このサーモスタットは、セービングファインダー機能を使って、ちょっとした最適化の余地を探し、追加のエネルギー節約につながるかもしれない小さな設定変更を提案することもできる。
新しいSoliレーダーチップが内蔵されているおかげで、デバイスはあなたが家にいないときに自動的に温度を下げることができる。チームがこのチップをジェスチャーコントロールのために使っていないのは残念だ。

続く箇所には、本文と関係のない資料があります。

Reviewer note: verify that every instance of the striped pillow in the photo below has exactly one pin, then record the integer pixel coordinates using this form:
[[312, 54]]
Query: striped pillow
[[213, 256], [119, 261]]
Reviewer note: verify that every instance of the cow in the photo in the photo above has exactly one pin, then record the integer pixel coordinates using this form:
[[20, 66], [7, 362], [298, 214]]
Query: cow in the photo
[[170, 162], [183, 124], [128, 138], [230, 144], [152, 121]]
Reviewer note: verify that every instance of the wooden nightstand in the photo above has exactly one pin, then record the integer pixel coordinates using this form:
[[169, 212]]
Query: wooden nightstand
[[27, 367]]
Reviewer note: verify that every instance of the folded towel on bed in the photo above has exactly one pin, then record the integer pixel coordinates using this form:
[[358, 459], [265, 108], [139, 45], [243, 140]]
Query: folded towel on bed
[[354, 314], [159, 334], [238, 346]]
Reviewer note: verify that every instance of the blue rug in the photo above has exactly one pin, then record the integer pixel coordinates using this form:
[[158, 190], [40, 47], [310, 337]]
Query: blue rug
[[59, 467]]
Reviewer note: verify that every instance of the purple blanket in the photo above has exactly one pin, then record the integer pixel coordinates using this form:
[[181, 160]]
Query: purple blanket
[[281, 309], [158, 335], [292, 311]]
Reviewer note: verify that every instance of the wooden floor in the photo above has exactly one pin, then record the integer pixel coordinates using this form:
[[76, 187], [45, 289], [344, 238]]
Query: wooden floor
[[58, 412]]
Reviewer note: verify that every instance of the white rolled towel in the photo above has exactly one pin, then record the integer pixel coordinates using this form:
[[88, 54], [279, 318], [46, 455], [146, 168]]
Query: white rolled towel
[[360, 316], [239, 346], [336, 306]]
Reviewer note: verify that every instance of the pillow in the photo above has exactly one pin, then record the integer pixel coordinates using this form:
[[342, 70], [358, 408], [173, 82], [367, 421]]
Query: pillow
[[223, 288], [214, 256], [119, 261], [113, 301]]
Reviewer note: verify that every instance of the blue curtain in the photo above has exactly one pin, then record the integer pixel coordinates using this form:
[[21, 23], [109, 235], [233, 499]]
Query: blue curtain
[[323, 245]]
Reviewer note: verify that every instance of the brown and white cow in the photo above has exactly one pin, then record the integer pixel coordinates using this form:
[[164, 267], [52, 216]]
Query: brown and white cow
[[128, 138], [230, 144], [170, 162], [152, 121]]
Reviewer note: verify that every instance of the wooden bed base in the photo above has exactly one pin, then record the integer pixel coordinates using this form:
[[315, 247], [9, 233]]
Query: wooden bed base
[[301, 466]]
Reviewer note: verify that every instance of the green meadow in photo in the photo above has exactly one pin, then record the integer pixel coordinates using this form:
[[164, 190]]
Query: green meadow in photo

これはグーグルがPixel4スマートフォンで行っていることだが、チームによればユーザープロファイルに適合しなかったため、それは行わないことにしたという。
「これは、この製品をデザインする際に、私たちが下した非常に意識的な決定だったと思います。この製品ではユーザーを本当に念頭に置いていて、ユーザーにとって真に重要な機能に焦点を当てたかったからです。ジェスチャーによるコントロールはスマートホームにとっては新規のコンセプトで、ユーザーはアプリを通したコントロールを期待していました。私たちにとっては軽微な変更でも、ユーザーにとっては大きなアップグレードに感じられたのですよね。そして、今回サーモスタットに組み込んだ省エネ機能は、ユーザーから高く評価されたものでした。そこで私たちは、この製品に対してユーザーから高く評価してもらえた機能に焦点を当てることにしたのです」とデサイ氏は説明する。
おそらくNestは、より高価なサーモスタットの次のアップグレードで、このテクノロジーをさらに活用することになるだろう。今のところ、チャンスを逃しているようにも感じられるが、公平を期すためにいうならば、Pixel 4に組み込まれたSoliはほとんどギミックのように感じられる段階だし、Nestチームは少なくともここで実用的な用途を編み出している。
サーモスタットをリモートで制御するには、Google Homeアプリを使用する。このアプリにも、より多くのエネルギーを節約するのに役立つ多くのスマート機能が備わっている。
新しいサーモスタットは現在、米国では129.99ドル(約1万3700円)、カナダで179.99カナダドルら(約1万4500円)で入手できる。カナダではトリムキットの小売価格は19.99カナダドル(約1600円)だ。なおチームが指摘したように、公共サービスの提供するさまざまな販売奨励金制度を使えば、多くのユーザーは、住んでいる場所によっては、わずか数ドルでこれらを取得できる可能性がある。